International events are graded according to level of difficulty. The higher the grade, the more complex and physically demanding each phase becomes. Stars are awarded to indicat the Event’s Grade.
Dressage is the first phase of the Event where riders must complete a ‘test’ of set movements between markers in a dressage arena. This test is judged by 3 judges (the Ground Jury’s) sitting at different points of the arena (at H, C and B). The letters H, C, B refer to the position of each judge in the dressage arena.
Each movement carries a maximum of 10 marks; additional “collective” marks out of 10 are awarded for Paces, Impulsion, Submission & Rider giving a total maximum possible score of 300 good marks. Penalties are added for failing to perform movements and ‘errors of course’.

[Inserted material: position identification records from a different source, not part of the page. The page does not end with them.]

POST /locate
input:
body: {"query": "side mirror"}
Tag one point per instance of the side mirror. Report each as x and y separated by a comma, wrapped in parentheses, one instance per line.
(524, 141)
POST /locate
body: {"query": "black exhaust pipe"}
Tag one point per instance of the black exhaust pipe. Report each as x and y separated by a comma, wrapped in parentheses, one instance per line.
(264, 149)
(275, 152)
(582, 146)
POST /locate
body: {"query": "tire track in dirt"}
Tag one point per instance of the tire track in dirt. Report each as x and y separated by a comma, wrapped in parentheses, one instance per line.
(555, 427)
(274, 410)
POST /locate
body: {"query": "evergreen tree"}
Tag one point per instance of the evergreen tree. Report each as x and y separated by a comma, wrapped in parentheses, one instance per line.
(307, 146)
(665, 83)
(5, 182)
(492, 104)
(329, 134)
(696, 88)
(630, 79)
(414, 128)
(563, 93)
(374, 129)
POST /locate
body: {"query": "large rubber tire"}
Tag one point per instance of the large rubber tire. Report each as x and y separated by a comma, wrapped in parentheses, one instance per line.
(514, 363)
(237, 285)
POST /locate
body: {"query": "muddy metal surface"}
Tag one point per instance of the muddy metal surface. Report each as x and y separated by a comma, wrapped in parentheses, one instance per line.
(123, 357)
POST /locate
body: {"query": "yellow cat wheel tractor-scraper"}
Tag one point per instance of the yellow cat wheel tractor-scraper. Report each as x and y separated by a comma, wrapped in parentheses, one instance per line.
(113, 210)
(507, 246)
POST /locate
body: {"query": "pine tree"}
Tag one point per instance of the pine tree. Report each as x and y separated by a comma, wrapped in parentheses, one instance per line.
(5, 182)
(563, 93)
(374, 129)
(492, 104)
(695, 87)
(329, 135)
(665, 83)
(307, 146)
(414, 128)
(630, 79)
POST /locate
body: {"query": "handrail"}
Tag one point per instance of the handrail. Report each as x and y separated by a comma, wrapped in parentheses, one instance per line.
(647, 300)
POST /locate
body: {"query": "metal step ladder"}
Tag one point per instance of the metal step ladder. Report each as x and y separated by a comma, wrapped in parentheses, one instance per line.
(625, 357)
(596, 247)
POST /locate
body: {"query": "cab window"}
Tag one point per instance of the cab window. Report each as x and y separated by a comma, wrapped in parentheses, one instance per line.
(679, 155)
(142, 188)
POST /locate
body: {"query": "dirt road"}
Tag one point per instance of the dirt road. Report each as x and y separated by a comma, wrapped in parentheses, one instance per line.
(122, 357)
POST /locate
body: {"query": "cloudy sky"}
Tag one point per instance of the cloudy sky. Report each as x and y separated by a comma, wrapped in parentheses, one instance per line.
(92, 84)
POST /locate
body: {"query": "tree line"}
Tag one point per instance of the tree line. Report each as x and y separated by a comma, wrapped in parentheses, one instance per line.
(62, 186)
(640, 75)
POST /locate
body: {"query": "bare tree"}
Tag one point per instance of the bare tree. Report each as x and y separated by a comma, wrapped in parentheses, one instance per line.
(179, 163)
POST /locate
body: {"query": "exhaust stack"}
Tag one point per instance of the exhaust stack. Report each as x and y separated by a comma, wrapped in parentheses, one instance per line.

The average score from the three judges is expressed in two ways, as a percentage (good marks), which enables spectators at a glance to see how well each rider has performed; and as a penalty score (bad marks), which enables the score to be used with the cross country and show jumping penalties to add to a Final Score.
The lower the penalty score the better.
With between 80 and 90 riders competing, some riding two horses, the Dressage Phase is held over 2 days Thursday & Friday.
The dressage arena is 20m x 60m situated in the main arena. Each test takes approx. 7 ½ minutes.
The penalty score is carried forward to the Cross Country Phase.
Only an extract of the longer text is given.